The Clairvoyants(43)



“There have never been wolves in those woods,” she said.

I thought of the taxidermy heads on her living-room wall, and William saying they were her trophies. “You hunt?” I asked.

Her presence behind me was slight, like a sliver of moon. “Oh, I did once,” she said. “It was a thrill to capture the first Windy Hill eight-pointer of the season.”

The outside light shone on part of the wide backyard. Beyond that lay the forest where the dead waited on All Hallows’ Eve. Maybe Mary Rae was out there now, maybe they’d seen her in the yard and mistaken her for an animal, though I’d never seen Mary Rae at Anne’s before. Or was it David Pinney out there? I stood at the door and felt the cold through the glass, and as if he could sense I was there, William turned and saw me. Joseph lifted his chin to the sky and howled like a wolf, and William and Randy shoved each other so that Randy nearly fell off the terrace. Geoff came in behind me, bustling to unload bags on the counter—three bottles of wine Anne had requested.

“Your ladyship’s special vintage,” he announced, the smell of snow coming off his clothes.

William looked back again, almost tentatively to see if I was still there, and when he saw me he smiled, a quizzical look on his face. After a few moments, the men all filed inside, and Anne began to oversee the uncorking of the wine. Randy slipped past me to the living room, his chin low, his blond hair a bright swath over his eyes. In the hallway I took his sleeve.

“Sorry I interrupted your little tryst,” I said.

“What?” He seemed baffled.

“Your meeting with Del upstairs,” I said.

I could hear everyone in the kitchen asking where I was. Randy’s befuddled gaze shifted to over my head, to William, who was suddenly there behind me, his arms sliding around me, reeling me in. His mouth was in my hair, searching for my neck. He growled, and then Joseph, who must have heard him, let out another howl in the kitchen.

Randy took that as his opportunity to slip away, his cowboy boots shuffling down the hall. If he’d been upstairs I would have heard him, at least retreating once Del discovered me—the sound of his boots impossible to miss. Del had told me he never took them off—he’d lost two toes to frostbite as a child. I felt the same cold I’d experienced during the bridge game and wondered if I really was sick.
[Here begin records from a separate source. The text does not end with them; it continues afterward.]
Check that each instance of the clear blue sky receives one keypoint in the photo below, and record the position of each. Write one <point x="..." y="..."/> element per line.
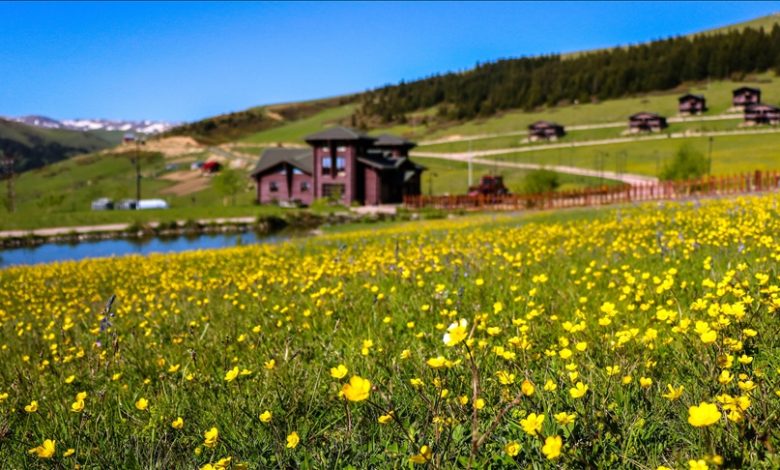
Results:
<point x="183" y="61"/>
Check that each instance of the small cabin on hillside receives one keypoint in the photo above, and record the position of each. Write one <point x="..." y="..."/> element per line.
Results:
<point x="692" y="104"/>
<point x="545" y="130"/>
<point x="646" y="122"/>
<point x="745" y="96"/>
<point x="762" y="114"/>
<point x="211" y="167"/>
<point x="343" y="165"/>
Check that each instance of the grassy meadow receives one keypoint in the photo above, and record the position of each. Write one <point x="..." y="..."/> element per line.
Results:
<point x="638" y="337"/>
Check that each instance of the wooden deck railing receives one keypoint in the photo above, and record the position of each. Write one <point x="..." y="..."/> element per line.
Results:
<point x="744" y="183"/>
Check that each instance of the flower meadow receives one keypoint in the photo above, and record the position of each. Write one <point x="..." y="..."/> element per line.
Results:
<point x="638" y="337"/>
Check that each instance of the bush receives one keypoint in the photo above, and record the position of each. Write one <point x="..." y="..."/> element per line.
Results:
<point x="540" y="181"/>
<point x="688" y="163"/>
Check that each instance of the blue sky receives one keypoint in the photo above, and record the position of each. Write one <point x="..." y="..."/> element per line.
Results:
<point x="183" y="61"/>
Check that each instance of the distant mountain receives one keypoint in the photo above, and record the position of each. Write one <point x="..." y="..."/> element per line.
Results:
<point x="35" y="146"/>
<point x="142" y="127"/>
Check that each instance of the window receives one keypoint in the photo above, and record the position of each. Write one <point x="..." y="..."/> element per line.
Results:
<point x="333" y="191"/>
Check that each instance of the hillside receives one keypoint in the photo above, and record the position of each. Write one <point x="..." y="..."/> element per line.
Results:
<point x="34" y="147"/>
<point x="520" y="84"/>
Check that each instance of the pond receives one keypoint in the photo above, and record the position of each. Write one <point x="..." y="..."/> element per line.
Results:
<point x="50" y="252"/>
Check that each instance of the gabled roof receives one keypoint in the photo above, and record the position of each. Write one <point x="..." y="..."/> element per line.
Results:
<point x="691" y="95"/>
<point x="645" y="114"/>
<point x="338" y="133"/>
<point x="761" y="107"/>
<point x="389" y="140"/>
<point x="746" y="88"/>
<point x="543" y="124"/>
<point x="299" y="158"/>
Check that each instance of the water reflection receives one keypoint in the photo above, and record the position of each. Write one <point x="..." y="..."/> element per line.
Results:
<point x="50" y="252"/>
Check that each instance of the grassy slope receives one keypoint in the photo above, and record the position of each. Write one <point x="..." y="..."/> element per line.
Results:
<point x="33" y="146"/>
<point x="60" y="194"/>
<point x="730" y="154"/>
<point x="450" y="177"/>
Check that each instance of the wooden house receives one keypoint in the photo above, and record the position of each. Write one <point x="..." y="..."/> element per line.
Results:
<point x="745" y="96"/>
<point x="762" y="114"/>
<point x="646" y="122"/>
<point x="692" y="104"/>
<point x="343" y="165"/>
<point x="284" y="175"/>
<point x="545" y="130"/>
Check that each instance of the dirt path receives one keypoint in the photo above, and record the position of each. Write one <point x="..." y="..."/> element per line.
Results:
<point x="582" y="127"/>
<point x="627" y="178"/>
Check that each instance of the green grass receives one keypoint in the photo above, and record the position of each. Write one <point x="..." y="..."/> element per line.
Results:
<point x="451" y="177"/>
<point x="60" y="194"/>
<point x="730" y="154"/>
<point x="718" y="95"/>
<point x="623" y="304"/>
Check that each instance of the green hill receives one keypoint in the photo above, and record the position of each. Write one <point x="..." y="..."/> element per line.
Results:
<point x="34" y="147"/>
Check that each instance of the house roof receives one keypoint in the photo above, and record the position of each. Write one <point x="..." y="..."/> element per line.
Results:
<point x="691" y="95"/>
<point x="645" y="115"/>
<point x="338" y="133"/>
<point x="746" y="88"/>
<point x="297" y="157"/>
<point x="543" y="124"/>
<point x="381" y="161"/>
<point x="762" y="107"/>
<point x="389" y="140"/>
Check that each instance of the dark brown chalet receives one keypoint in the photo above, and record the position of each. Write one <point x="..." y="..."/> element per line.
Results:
<point x="342" y="164"/>
<point x="745" y="96"/>
<point x="692" y="104"/>
<point x="284" y="174"/>
<point x="646" y="122"/>
<point x="762" y="114"/>
<point x="545" y="130"/>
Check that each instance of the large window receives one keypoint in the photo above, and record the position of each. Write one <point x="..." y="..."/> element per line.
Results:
<point x="333" y="191"/>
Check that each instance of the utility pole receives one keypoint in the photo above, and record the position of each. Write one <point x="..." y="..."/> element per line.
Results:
<point x="471" y="157"/>
<point x="7" y="173"/>
<point x="138" y="143"/>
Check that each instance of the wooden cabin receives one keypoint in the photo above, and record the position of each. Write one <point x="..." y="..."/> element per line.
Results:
<point x="762" y="114"/>
<point x="691" y="104"/>
<point x="745" y="96"/>
<point x="284" y="175"/>
<point x="342" y="164"/>
<point x="545" y="130"/>
<point x="646" y="122"/>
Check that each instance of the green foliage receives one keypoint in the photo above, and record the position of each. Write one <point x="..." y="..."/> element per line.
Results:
<point x="688" y="163"/>
<point x="33" y="147"/>
<point x="531" y="82"/>
<point x="229" y="183"/>
<point x="541" y="181"/>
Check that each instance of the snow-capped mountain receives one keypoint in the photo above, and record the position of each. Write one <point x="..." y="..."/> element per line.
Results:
<point x="141" y="127"/>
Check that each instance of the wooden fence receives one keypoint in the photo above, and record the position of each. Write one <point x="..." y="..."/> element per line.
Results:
<point x="758" y="181"/>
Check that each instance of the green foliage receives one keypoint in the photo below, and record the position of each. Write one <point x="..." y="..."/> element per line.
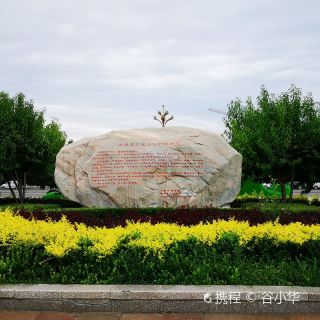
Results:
<point x="249" y="187"/>
<point x="261" y="262"/>
<point x="28" y="145"/>
<point x="278" y="138"/>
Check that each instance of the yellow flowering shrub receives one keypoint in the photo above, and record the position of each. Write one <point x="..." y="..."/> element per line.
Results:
<point x="60" y="237"/>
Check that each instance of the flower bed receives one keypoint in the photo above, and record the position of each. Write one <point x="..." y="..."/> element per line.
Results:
<point x="221" y="252"/>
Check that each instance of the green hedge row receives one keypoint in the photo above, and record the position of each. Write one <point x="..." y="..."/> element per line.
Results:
<point x="188" y="262"/>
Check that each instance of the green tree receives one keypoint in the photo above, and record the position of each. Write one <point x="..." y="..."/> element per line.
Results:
<point x="278" y="137"/>
<point x="27" y="145"/>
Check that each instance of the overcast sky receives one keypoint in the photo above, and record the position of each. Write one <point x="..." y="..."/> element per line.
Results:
<point x="111" y="64"/>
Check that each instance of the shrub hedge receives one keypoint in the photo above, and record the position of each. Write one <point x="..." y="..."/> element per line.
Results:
<point x="117" y="217"/>
<point x="225" y="252"/>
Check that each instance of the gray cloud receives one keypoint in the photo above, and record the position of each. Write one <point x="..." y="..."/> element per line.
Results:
<point x="101" y="65"/>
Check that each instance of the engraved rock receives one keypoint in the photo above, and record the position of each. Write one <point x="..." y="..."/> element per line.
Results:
<point x="162" y="167"/>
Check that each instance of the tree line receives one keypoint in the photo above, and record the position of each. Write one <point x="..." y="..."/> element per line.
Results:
<point x="278" y="137"/>
<point x="28" y="145"/>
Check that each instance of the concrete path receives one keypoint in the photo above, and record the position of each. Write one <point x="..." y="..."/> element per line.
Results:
<point x="152" y="316"/>
<point x="160" y="300"/>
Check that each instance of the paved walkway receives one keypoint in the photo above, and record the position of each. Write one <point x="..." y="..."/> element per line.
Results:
<point x="155" y="316"/>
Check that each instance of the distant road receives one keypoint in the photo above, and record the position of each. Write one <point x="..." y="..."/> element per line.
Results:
<point x="35" y="192"/>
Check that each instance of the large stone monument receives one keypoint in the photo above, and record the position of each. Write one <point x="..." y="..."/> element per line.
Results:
<point x="162" y="167"/>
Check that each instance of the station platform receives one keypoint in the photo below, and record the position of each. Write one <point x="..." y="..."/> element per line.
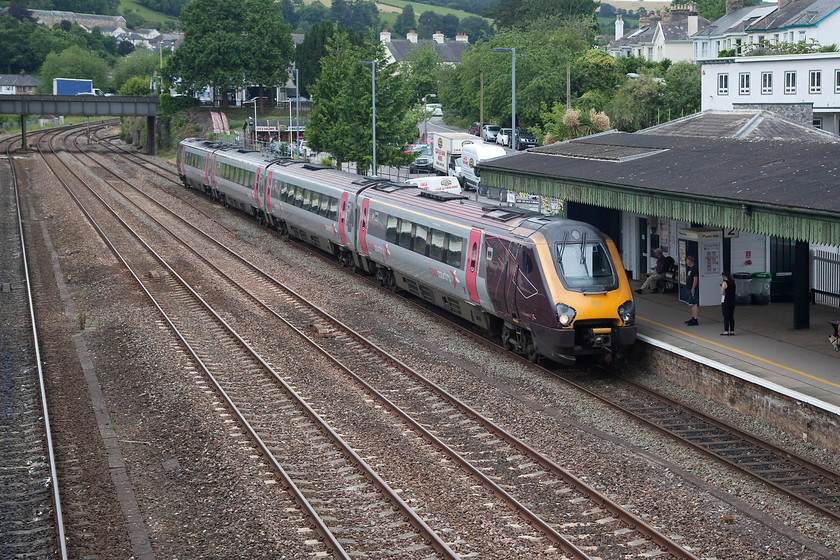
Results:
<point x="765" y="349"/>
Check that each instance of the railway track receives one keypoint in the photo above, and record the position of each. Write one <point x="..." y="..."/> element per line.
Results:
<point x="536" y="489"/>
<point x="782" y="469"/>
<point x="31" y="519"/>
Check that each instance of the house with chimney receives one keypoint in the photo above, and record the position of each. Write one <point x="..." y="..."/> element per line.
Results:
<point x="789" y="21"/>
<point x="660" y="35"/>
<point x="449" y="51"/>
<point x="801" y="87"/>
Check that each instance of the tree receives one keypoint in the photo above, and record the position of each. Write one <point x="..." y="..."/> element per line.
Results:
<point x="213" y="52"/>
<point x="136" y="85"/>
<point x="406" y="21"/>
<point x="342" y="111"/>
<point x="268" y="44"/>
<point x="73" y="62"/>
<point x="682" y="89"/>
<point x="637" y="104"/>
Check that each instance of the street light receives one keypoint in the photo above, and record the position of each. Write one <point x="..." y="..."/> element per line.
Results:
<point x="297" y="108"/>
<point x="372" y="64"/>
<point x="254" y="101"/>
<point x="426" y="118"/>
<point x="513" y="94"/>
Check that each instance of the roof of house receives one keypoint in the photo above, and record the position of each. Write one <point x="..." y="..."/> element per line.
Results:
<point x="449" y="51"/>
<point x="18" y="80"/>
<point x="797" y="14"/>
<point x="760" y="167"/>
<point x="735" y="21"/>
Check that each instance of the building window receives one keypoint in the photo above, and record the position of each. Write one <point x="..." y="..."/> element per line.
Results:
<point x="790" y="82"/>
<point x="766" y="83"/>
<point x="814" y="81"/>
<point x="743" y="83"/>
<point x="723" y="84"/>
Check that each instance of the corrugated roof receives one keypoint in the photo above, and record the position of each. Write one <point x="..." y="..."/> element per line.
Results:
<point x="788" y="188"/>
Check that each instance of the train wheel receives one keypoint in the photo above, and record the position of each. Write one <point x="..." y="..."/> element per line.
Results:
<point x="506" y="334"/>
<point x="531" y="351"/>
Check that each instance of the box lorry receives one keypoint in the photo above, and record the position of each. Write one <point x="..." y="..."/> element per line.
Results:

I told William I didn’t feel well, and we borrowed Geoff’s car and went home, leaving Del and Geoff to finish out the night with Anne and Randy. Maybe it was Joseph Del had lured upstairs while Lucie, who was drunk, chatted with Shenoa. Del was indiscriminate—everything to her was a game. On the drive home, when William asked me what was wrong, I didn’t know how to respond, and after a while he let his own silence match mine, and the car was filled with everything we wouldn’t say. Every so often he would look over at me, sadness in his gaze, and I felt almost cruel for suspecting him of anything but loving me.





18




A day later, the newspaper reported the discovery of a woman’s remains in an abandoned trailer in Cortland County, and while the cause of death couldn’t yet be determined, or a formal identification made, she was thought to be the missing Mary Rae Swindal. The trailer was an old Silver Streak Clipper—rusted metal abandoned in an area that hadn’t been searched in the early days of her disappearance. It sat at the edge of some woods in a snow-covered field marked with deer tracks, an area remote enough to be beyond, even, the realm of hunters.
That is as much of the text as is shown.